LR agency will tigthen cost controls

Changes in works for visitors bureau

Little Rock Convention and Visitors Bureau leaders say they're working to "create a culture of compliance and a culture of accountability" in light of oversights revealed recently.

The Advertising and Promotion Commission, which oversees the bureau, will meet today at 11:30 a.m. in the bureau's offices at Robinson Center.

Several measures are on the agenda. They include:

The bureau plans to begin using Little Rock's recently purchased procurement com- puter software. The bureau will be added as a "sanctioned user" of the city's Lawson Procurement software by mid-2007, bureau chief executive Dan O'Byrne said.

Over time, O'Byrne said, the bureau's purchasing practices will mirror the city's.

The Arkansas Democrat-Gazette's recent review of bureau documents revealed that the bureau doesn't always follow local bid laws or its own policy governing purchases for amounts below the bid law threshold of $25,000. And, when these expenditures have required votes of the commission, they typically have involved little or no public discussion.

The agency violated state law by spending more than half a million dollars on marketing projects last year without seeking competitive bids, prompting the city attorney to order a review of the bureau's purchasing practices.

That review is still under way.

The commission is expected to approve allowing the Little Rock human resources department to produce a new policies and procedures manual for the bureau and the agency's first administrative policy manual.

The bureau has no method for tracking how much money sales executives spend to draw a convention to Little Rock. The office has no regulations governing travel, personal expense reimbursements, computer use, or alcohol purchase and consumption by employees.

The commission is also expected to consider renewing a lease for office space at the Pyramid Park Office Building in west Little Rock.

Commissioner Blair Allen's family owns the building and has collected $3,090 a month since September 2005 for extra office space that the bureau rents.

The bureau entered into the lease agreement without following local bid laws or its own policy governing purchases for amounts below the bid law threshold of $25,000.

Allen did disclose to the commission that his family owns the building and abstained from voting.

City Manager Bruce Moore said he and Mayor-elect Mark Stodola met during the weekend to discuss improving accountability at the bureau and other city agencies.

"This is definitely on the top of everybody's agenda," Moore said.

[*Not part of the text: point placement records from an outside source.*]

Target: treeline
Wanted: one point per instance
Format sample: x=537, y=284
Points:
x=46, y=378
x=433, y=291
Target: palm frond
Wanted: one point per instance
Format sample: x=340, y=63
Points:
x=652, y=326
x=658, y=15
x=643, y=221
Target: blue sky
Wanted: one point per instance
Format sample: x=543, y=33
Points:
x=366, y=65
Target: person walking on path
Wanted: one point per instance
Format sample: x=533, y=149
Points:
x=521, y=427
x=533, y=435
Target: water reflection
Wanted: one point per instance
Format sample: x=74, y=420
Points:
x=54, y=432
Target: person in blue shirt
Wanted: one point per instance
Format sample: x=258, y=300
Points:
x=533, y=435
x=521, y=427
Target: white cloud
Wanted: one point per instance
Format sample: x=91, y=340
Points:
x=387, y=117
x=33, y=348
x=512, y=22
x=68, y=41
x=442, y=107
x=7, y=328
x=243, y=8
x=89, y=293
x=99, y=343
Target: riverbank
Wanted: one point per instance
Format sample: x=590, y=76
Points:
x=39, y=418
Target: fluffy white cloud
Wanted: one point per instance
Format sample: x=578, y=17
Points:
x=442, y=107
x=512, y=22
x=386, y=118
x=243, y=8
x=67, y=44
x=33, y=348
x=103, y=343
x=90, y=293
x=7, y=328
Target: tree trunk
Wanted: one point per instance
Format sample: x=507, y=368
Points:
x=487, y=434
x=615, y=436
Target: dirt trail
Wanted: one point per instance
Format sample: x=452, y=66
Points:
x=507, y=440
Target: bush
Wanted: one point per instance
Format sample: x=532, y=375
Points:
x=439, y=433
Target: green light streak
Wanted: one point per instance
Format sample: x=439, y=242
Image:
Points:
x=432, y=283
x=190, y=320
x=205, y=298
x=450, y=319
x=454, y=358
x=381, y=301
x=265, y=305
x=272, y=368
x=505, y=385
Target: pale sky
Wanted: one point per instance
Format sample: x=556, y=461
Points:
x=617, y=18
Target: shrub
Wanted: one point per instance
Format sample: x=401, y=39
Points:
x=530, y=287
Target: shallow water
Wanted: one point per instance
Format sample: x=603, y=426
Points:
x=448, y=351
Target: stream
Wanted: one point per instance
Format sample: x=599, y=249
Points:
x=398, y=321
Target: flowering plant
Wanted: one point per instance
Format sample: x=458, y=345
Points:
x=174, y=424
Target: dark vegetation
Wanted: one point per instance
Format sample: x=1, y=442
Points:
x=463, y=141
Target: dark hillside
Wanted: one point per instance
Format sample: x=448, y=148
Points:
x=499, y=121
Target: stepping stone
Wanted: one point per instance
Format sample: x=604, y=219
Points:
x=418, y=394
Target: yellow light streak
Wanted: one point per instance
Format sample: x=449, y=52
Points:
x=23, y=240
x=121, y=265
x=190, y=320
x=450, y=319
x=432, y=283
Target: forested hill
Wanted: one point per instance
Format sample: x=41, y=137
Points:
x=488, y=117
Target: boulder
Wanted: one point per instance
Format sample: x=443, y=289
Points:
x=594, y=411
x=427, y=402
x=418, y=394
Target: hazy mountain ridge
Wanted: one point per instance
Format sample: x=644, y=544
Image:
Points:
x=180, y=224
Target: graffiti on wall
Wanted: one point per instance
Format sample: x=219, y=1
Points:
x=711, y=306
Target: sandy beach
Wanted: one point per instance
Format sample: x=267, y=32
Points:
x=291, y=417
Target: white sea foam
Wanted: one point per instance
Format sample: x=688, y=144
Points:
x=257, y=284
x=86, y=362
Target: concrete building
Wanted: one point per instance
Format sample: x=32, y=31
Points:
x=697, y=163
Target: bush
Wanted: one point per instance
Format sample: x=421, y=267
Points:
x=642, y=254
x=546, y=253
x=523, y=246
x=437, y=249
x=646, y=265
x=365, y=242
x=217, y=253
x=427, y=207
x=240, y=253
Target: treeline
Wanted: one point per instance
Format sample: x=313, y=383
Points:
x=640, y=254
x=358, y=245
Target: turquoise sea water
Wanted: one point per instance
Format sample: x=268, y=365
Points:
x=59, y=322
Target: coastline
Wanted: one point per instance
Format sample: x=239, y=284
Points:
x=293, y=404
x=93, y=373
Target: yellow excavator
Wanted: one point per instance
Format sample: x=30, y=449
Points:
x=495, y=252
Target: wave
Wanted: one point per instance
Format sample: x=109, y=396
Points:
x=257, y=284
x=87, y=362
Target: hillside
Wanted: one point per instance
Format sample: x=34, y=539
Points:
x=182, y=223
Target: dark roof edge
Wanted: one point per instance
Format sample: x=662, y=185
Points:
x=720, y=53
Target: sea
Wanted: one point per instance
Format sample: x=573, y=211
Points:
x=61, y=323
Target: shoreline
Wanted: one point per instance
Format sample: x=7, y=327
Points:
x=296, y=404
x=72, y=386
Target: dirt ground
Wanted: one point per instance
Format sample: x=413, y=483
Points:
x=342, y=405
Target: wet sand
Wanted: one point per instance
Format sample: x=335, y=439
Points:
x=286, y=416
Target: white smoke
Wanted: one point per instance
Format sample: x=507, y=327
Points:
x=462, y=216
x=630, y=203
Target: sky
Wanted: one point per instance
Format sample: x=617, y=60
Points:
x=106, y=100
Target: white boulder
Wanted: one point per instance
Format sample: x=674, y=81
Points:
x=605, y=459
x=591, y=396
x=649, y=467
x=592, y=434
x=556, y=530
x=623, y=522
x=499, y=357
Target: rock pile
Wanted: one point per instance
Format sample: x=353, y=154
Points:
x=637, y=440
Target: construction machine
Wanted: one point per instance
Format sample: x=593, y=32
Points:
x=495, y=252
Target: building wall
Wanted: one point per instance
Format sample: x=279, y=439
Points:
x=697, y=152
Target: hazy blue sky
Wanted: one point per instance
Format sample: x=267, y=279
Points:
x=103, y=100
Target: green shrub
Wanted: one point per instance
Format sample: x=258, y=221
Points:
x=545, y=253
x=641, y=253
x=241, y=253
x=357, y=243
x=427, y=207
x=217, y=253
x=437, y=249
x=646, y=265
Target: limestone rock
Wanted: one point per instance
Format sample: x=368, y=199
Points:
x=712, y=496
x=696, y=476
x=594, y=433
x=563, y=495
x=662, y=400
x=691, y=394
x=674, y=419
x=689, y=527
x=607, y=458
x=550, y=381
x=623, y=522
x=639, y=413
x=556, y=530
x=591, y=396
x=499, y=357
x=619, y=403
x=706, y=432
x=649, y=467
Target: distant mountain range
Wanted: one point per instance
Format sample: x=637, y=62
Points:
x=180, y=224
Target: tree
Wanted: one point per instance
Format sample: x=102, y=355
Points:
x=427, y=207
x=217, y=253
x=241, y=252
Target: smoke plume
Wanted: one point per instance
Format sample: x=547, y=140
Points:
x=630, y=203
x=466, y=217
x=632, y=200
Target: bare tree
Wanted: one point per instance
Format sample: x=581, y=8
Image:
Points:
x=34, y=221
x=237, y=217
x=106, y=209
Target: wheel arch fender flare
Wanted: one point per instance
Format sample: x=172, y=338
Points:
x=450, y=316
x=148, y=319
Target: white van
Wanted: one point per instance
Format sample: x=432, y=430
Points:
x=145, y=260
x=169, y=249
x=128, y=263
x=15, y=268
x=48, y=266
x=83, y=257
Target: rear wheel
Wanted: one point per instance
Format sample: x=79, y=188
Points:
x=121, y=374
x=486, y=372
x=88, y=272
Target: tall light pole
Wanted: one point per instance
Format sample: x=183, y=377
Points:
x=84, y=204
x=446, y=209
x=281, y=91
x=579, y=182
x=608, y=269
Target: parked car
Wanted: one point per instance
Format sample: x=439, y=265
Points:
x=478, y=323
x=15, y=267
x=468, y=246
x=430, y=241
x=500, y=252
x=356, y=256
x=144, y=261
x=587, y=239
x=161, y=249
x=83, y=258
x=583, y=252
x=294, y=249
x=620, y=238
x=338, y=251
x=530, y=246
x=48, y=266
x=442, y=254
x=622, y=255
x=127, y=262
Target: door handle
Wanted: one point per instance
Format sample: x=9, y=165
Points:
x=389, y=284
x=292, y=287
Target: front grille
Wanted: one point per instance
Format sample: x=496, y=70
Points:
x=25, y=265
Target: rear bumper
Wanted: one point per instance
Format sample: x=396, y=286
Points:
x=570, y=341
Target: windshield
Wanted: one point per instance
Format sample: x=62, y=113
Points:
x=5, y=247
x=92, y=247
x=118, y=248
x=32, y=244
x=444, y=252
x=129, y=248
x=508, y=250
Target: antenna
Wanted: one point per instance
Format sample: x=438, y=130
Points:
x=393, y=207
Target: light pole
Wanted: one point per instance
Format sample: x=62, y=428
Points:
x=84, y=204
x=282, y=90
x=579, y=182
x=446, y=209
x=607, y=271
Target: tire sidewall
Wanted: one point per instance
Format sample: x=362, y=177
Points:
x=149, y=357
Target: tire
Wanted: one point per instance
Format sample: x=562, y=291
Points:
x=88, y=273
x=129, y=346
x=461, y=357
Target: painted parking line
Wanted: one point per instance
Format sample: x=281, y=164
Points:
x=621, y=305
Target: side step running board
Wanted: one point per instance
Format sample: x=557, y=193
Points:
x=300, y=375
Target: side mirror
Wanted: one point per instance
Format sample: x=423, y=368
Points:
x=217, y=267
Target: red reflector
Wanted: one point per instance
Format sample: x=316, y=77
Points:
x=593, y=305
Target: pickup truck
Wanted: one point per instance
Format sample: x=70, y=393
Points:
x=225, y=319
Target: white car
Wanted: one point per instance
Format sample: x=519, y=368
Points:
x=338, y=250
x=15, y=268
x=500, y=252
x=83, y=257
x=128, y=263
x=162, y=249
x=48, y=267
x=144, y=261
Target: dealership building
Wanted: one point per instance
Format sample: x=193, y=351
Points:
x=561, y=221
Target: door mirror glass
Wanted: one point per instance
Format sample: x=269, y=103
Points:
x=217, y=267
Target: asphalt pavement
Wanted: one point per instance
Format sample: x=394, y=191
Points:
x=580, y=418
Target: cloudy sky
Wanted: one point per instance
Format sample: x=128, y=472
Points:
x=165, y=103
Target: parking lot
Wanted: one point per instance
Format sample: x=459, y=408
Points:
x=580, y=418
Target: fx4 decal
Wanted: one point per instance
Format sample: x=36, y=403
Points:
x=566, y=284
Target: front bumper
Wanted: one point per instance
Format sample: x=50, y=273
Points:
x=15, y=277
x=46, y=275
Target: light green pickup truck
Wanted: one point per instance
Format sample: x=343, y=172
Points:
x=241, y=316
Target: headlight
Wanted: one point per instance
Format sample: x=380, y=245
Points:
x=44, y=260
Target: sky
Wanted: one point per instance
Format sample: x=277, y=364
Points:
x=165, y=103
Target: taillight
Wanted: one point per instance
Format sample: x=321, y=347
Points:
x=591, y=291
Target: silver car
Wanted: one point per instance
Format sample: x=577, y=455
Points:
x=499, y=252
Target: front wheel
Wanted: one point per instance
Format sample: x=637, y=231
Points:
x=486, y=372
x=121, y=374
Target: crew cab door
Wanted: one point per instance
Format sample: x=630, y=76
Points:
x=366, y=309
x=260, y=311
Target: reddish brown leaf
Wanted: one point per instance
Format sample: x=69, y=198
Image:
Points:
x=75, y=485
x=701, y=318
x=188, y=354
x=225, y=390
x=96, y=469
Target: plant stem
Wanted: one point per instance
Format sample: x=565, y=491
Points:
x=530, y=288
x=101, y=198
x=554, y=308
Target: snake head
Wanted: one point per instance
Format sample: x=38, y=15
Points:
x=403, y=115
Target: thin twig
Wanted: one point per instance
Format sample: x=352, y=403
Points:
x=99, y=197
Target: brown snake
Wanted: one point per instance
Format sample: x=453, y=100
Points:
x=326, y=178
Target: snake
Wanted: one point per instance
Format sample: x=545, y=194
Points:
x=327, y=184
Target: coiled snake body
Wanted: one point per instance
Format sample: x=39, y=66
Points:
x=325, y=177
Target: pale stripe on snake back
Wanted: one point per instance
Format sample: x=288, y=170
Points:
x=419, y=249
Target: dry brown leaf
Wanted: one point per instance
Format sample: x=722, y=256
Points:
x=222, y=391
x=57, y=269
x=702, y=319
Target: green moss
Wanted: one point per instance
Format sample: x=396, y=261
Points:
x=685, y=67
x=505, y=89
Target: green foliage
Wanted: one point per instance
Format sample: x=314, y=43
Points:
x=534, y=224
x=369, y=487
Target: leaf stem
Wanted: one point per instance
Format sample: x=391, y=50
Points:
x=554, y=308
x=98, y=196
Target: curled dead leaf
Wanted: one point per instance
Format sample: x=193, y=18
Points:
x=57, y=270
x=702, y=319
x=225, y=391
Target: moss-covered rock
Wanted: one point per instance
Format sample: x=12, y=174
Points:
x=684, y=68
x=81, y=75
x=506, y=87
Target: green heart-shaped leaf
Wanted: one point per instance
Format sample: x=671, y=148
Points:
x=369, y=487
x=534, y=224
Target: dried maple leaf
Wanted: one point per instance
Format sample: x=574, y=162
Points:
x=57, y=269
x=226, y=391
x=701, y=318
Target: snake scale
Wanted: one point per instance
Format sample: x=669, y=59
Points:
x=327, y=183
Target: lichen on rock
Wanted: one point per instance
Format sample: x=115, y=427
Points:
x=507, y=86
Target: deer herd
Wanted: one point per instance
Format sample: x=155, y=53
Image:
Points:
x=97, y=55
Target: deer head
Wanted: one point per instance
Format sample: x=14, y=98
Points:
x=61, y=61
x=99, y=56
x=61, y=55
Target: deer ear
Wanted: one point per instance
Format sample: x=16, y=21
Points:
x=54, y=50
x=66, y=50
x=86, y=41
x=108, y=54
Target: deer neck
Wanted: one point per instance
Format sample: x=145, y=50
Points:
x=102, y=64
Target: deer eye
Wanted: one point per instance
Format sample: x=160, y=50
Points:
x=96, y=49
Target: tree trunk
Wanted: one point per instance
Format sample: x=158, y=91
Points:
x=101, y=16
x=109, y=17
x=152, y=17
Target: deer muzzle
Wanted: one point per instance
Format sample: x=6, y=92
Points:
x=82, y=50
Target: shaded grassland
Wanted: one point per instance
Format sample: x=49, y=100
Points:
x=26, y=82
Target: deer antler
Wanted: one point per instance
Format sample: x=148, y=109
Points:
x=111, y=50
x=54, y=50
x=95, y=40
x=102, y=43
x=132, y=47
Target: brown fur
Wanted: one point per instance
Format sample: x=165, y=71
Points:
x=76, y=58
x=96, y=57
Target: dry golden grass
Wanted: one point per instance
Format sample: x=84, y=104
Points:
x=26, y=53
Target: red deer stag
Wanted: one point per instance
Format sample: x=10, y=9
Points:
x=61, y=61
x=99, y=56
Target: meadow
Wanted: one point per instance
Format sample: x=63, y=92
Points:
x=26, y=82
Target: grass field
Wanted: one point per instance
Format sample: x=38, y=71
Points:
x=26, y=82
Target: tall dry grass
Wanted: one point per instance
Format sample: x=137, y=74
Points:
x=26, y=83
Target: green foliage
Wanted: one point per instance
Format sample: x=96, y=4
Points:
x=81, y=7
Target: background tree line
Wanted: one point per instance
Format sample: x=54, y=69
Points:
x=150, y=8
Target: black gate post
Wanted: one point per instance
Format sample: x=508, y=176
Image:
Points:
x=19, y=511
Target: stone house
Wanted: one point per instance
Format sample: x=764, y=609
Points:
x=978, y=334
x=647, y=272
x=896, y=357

Moore said he's asked city Finance Director Bob Biles to review the bureau's audit findings from recent years and determine how the agency is addressing problems.

Biles said the city is now implementing a $2.6 million procurement system that may help streamline the bureau's purchasing practices.

"It's an option," he said. "When we signed the contract with Lawson, one of the things we negotiated was for any of the component agencies of the city to also use the software. What we're hoping to get out of it is more rapid acknowledgment of expenditures. Right now we have to wait for an invoice before it's on the books."

Moore and other city leaders may have to split time today between the commission meeting and an annual luncheon with state legislators planned for the same time.

As part of recent compliance reviews, bureau officials discovered the accounting department miscalculated 2005 tax withholdings, leading former CEO Barry Travis to shortchange the Internal Revenue Service $104 in income taxes on a car given to him as a retirement gift.

"The correct 2005 car allowance amount has been included on an amended 2005 W2C Form," O'Byrne wrote in an internal memo released late last week.

In June 2005, Travis signed over a bureau-owned 1996 Suburban that he drove to get a $1,500 trade-in on a new Malibu registered in Travis' name. Last month, he paid the bureau back the $1,500.

The miscalculation was discovered at that time, O'Byrne said.

The $25,500 car was purchased outside normal bid procedures and was paid for through a combination of the trade-in, revenue from the 2 percent hotel and restaurant tax, and contributions from donors that included firms that do business with the Convention and Visitors Bureau or benefit from its tax-supported activities.